# Frank ID Please



## waspride (Jun 13, 2004)

I bought this fish a few months ago as a "black piranha" and after searching around the ID forum i thought i had a baby rhom.

But now after seeing a few pics of other member's compressus' i think i may be mistaken. I know the pics suck but he isn't very cooperative, and its difficult to take pics becase the tank is up against a wall

Thanks









here you go.

View attachment 51154


View attachment 51155


View attachment 51156


View attachment 51157


View attachment 51158


----------



## William's (Aug 23, 2004)

I am not an expert but I think I see some "bars" and the mouth is pointed upward a lot as I have seen on a lot of Compressus here on the forum.

I think you are right thinking it is an S .Compressus

greetz


----------



## waspride (Jun 13, 2004)

Anyone else?


----------



## mashunter18 (Jan 2, 2004)

Cant tell from the pictures..

Do you see the bars??Thats usually the giveaway.
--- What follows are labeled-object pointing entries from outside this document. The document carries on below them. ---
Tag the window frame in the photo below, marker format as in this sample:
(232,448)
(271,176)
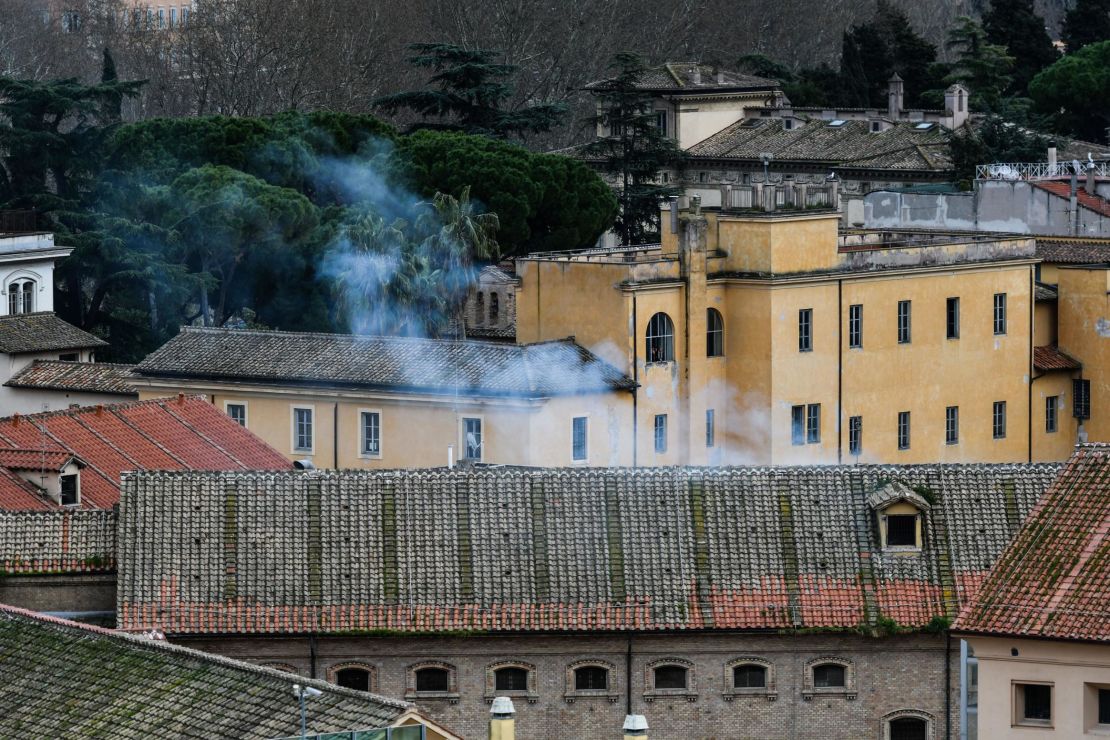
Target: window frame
(998,419)
(464,446)
(241,404)
(714,333)
(363,453)
(312,428)
(768,690)
(856,326)
(585,439)
(451,695)
(805,330)
(659,340)
(905,322)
try to get a better side shot, or if you see the bars you will know.Compressus and altuvi are very similar.

In my opionion the most underated serra species out there.
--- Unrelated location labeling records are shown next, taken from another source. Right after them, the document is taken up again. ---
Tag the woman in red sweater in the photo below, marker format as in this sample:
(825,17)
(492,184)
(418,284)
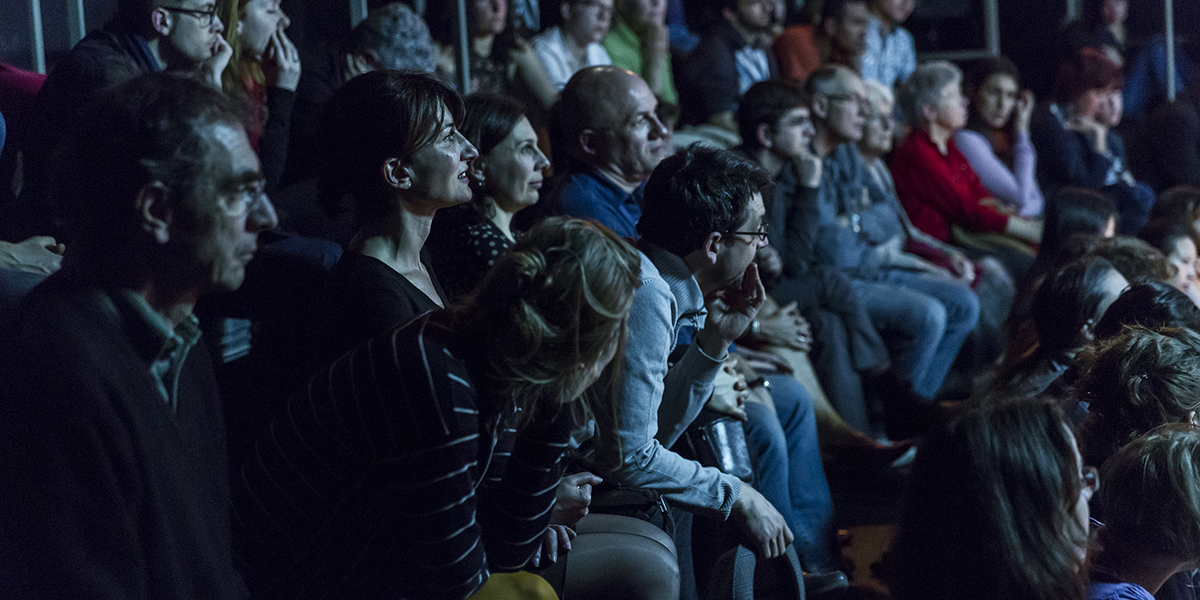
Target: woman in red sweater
(936,184)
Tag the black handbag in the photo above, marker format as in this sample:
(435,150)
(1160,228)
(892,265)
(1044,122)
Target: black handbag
(718,441)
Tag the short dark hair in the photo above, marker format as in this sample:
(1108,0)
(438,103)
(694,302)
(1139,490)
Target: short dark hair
(766,102)
(695,192)
(1151,498)
(1067,300)
(396,36)
(370,119)
(1133,258)
(1152,305)
(1086,70)
(989,510)
(154,127)
(1135,382)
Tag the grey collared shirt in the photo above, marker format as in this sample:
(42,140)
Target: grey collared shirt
(163,348)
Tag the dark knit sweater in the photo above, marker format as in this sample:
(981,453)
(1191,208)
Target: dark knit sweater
(390,478)
(107,492)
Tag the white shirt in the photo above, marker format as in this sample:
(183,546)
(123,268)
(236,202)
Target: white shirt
(559,63)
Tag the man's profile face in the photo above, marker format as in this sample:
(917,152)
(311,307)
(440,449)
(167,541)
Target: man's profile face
(219,232)
(792,133)
(639,141)
(737,250)
(191,35)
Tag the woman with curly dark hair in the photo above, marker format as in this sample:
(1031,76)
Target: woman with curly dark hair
(996,509)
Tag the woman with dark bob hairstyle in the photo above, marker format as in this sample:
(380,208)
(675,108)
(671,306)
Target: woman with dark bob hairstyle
(393,155)
(1152,304)
(1065,312)
(424,463)
(996,509)
(467,240)
(1077,143)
opefe link has the best pictures of the bars under compressus info.


----------



## waspride (Jun 13, 2004)

mashunter18 said:


> Cant tell from the pictures..
> 
> Do you see the bars??Thats usually the giveaway.
> 
> ...


Mine does look quite a bit like this one off of OPEFE:

View attachment 51206


----------



## b_ack51 (Feb 11, 2003)

The second picture, very unclear but appears to have the bars that go with Compressus. So I'd say compressus until better more clear pics.


----------



## Husky_Jim (May 26, 2003)

The fish indeed presents elongaded spots but pics are to poor to make a positive id..........


----------



## hastatus (Jan 16, 2003)

Photo is of no use except that it is a Serrasalmus species.


----------



## xplosivelikec4 (May 10, 2004)

does it look like this...


----------



## waspride (Jun 13, 2004)

Ill post another thread when i get some better pictures.


----------